Tuesday, December 9, 2014

IT WILL NOT ALWAYS BE LIKE THIS.

I went to the gym last night for an hour and a half and could have stayed another half hour. I forgot how nice it is to work out and sweat....and I mean, reeeeeeeeeeeeally sweat.





After seeing more pictures of me running, it's painfully obvious that I need to lose 20 lbs. I'm over seeing pictures of me where I'm disgusted with myself. I know I'm stronger than I was before I started on my healthy journey, and it wasn't ever REALLY about being skinny, but heeeeyyyylllll. Yeah yeah and I have curves (or curve...whatever), but I don't understand how this body of mine is mine some days.





I'm bored-hungry all the time. I need more protein, but protein requires effort! And I'm barely able to cook for myself without crying bc I have to eat alone.

So more working out and eating soup and veggies and coffee and less cheese and wine and Triscuits. It usually helps me sleep better, but not last night...






Intermission: had a nightmare last night that my favorite cat fell a few flights and broke her legs and was lying there in pain and the 911-for-animals-phone-line wasn't working and no one would let me take her to the doctor (they started swarming me as I was hysterically crying), and I was trapped inside a Republican Embassy and couldn't find my way out to take her to the vet.

Then I woke up to "someone" 🐈having puked in my bed. And a -$230 bank account. And no Nick. And I just kinda want to die.




I emptied my change bowl that Nick and I filled up for a "trip somewhere in Europe in two years" so that I could go buy Zyrtec and fill up my car.

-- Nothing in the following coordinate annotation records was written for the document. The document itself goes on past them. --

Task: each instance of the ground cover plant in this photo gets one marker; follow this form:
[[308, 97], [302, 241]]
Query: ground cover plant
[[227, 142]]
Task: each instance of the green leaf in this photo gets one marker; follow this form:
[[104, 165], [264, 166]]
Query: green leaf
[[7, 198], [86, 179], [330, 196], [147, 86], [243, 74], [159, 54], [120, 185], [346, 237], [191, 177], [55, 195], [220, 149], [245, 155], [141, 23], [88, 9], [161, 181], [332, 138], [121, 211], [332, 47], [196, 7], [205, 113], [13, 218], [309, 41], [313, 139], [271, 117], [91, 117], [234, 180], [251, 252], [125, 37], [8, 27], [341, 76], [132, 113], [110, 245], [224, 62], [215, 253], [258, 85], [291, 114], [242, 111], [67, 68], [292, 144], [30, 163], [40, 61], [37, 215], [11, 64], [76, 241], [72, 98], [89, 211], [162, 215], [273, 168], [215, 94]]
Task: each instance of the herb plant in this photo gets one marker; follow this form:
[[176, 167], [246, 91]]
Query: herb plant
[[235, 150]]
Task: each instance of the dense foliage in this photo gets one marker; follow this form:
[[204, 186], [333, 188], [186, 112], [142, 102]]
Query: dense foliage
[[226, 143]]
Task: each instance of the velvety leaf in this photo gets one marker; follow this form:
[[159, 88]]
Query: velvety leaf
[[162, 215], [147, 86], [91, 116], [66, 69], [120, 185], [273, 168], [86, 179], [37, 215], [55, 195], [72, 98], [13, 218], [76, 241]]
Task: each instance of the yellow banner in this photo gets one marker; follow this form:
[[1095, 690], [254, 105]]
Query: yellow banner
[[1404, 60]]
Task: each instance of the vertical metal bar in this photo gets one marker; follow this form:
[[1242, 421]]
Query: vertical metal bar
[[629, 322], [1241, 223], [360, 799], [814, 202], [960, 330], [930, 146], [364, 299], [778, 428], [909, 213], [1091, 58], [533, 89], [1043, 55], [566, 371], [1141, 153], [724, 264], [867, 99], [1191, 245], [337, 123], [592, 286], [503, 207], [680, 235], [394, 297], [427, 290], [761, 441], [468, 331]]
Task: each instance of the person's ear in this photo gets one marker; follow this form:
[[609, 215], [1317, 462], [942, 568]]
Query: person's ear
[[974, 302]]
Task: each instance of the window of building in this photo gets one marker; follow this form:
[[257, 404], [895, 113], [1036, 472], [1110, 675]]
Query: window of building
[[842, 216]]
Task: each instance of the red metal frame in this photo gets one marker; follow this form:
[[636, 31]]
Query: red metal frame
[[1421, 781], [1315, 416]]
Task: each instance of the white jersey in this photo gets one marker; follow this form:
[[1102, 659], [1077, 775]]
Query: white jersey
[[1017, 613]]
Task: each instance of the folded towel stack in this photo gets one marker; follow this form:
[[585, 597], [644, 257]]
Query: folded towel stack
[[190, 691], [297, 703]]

Because literally pouring out my dreams of a European pub tour with my love to replace them with the necessity of over-the-counter medications and some stupid dinosaur juice to fill my stupid car so I can drive to my stupid job so I can make money to buy stupid things so I don't feel lonely---yes, that was totally on my list of SHIT I NEVER WANT TO DO.




Every morning I wake up and he's not here is this....over and over again. In tiny incremental heart-ripping-out moments. Like slivers of splinters burrowing under your skin one second at a time. Just waiting until I snap.

Life will get better. It has to. One day, I won't start crying driving home to an empty house. One day, this whole three years will feel like a blip in my life. And all this is but a scratch, a scratch.




IT WILL NOT ALWAYS BE LIKE THIS. IT WILL NOT ALWAYS BE LIKE THIS. IT WILL NOT ALWAYS BE LIKE THIS.


Just need to focus my energies back on the areas it will pay the most dividends. Night y'all!